I don’t know about you, but I’ve been feeling pretty overwhelmed lately by the brokenness of the world.
I’ve been subscribed for awhile to get daily email news briefings from the New York Times, and lately I find myself feeling a knot in my stomach as I open them, steeling myself knowing that what I read will be more bad news – natural disasters and ethnic cleansing and sexual assault and threats of mass deportation. It feels like there is this darkening cloud, this smog, of hatred and racism and assault and abuse of power and lies and deceit that gets thicker and darker and more depressing every day. It’s enough to make me just want to jump ship from the Times and binge watch cute kiddo videos on YouTube instead.
But I want to be an informed citizen and I want to know what’s going on in the world so I read. I read and I feel angry and sad and discouraged and it also feels a bit surreal – how are we going to look back on this time 20 years from now? What am I going to tell my kids about what life was like in 2018?
In a parallel track, I’m still living my daily life, and in many ways it looks the same as it always has – I’m still working and running and baking cookies and spending time with friends and going to church. Every once in awhile I read the news and I think “What the heck am I doing? People are being threatened with deportation, families torn about, racial epithets strewn about, man after man being exposed as a sexual predator – and I’m answering emails and training for a half marathon and planning my summer vacation.” Sometimes it feels like this insurmountable divide between the world “out there” and my daily life.
I don’t like it.
I don’t like it and I’ve been thinking about ways to bridge that gap, to step beyond my comfortable, privileged, protected daily life and connect to the heartache and suffering of a world that is reeling in pain right now, of people who are reeling in pain.
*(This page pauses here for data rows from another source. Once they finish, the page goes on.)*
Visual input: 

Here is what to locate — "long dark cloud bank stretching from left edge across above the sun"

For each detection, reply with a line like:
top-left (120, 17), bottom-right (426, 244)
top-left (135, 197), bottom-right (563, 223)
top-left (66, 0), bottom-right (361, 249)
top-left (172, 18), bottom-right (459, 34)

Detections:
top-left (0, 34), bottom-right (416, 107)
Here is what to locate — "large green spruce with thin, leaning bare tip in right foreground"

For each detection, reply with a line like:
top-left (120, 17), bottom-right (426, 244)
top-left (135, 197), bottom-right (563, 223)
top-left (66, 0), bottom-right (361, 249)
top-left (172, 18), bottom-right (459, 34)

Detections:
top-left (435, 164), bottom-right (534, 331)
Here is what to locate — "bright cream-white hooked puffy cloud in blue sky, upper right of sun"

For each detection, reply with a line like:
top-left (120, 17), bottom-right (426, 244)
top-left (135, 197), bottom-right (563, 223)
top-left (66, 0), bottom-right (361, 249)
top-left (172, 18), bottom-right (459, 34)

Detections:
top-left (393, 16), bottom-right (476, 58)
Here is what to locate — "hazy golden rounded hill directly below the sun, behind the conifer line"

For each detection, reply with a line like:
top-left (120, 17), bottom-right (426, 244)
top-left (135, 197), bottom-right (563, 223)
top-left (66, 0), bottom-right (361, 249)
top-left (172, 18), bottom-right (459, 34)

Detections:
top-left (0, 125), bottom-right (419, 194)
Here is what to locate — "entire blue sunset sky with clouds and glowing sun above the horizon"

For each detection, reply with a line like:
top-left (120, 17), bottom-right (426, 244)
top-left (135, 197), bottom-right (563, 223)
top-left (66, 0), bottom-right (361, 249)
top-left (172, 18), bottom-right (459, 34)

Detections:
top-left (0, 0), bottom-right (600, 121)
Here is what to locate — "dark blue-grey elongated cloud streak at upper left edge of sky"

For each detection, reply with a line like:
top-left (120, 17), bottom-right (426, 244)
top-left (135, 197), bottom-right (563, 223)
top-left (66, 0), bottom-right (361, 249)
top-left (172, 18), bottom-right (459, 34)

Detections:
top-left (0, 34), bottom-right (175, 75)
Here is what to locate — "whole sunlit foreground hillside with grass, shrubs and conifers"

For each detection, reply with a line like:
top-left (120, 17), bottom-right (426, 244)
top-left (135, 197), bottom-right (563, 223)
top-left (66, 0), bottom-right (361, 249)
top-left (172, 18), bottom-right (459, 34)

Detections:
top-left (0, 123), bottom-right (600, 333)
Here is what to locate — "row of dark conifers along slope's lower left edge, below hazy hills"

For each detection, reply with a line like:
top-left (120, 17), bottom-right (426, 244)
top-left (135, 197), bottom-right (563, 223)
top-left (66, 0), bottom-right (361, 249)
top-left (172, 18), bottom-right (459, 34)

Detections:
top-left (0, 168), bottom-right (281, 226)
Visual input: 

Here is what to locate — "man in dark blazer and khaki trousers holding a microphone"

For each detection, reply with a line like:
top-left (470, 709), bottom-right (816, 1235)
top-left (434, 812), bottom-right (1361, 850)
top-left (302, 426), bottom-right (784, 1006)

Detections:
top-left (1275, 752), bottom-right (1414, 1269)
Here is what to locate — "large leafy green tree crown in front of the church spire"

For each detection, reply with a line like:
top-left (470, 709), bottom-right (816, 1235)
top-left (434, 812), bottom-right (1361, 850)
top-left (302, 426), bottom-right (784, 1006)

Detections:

One option, I know, is to “go nuclear” and just blow up my life – quite my job, leave San Francisco, work at a non-profit or be a full-time community organizer or live in a remote village somewhere.
I’m not saying that’s a bad option, and maybe there’s a season for that but right now, for me, I know that level of extremity is not what I’m being called to.
I think what I’m being called to – which is murkier and less defined- is finding ways to bridge the gap between my daily, comfortable life, and the pain of the world. To figure out how to keep the structure, the foundation, that is my job and my city and my church and my community – all things I am profoundly grateful for – and also reach out beyond them to connect w/ the needs of the world around me.
Joining the Women’s March last weekend felt like way to do that. Volunteering at City Hope in the Tenderloin feels like a way to do that. Taking the time to look in the eyes of and smile and say thank you to the people I see everyday – the woman who cleans our bathrooms at work, the security guard in our building – feels like a way to do that.
My dad had a paperweight on his desk that now sits on my nightstand with a quote by Mother Teresa – “Do no great things, only small things with great love.” I think that, in many ways, is the answer. I think God scatters all sorts of opportunities in our lives – like brightly colored Easter eggs peeking out from our daily routines – opportunities to love and encourage and uplift the people around us. Opportunities to make them feel seen and known and valued. Opportunities to speak up for justice, to defend the oppressed and make sure those with less privilege than us aren’t getting trampled.
I’m going to be on the lookout for those opportunities that God has already placed in my life and also set out to go find some beyond my comfort zone. I’m going to work day by day to bridge the gap between the relative comfort of my life and the chaos of the world, with compassion, empathy and love. And I’m going to remind myself that I believe with all my heart in a big God who is holding this broken, beautiful world together with love, and that no matter how dark things may seem, the light shines brighter than the darkness, and the darkness will not overcome it.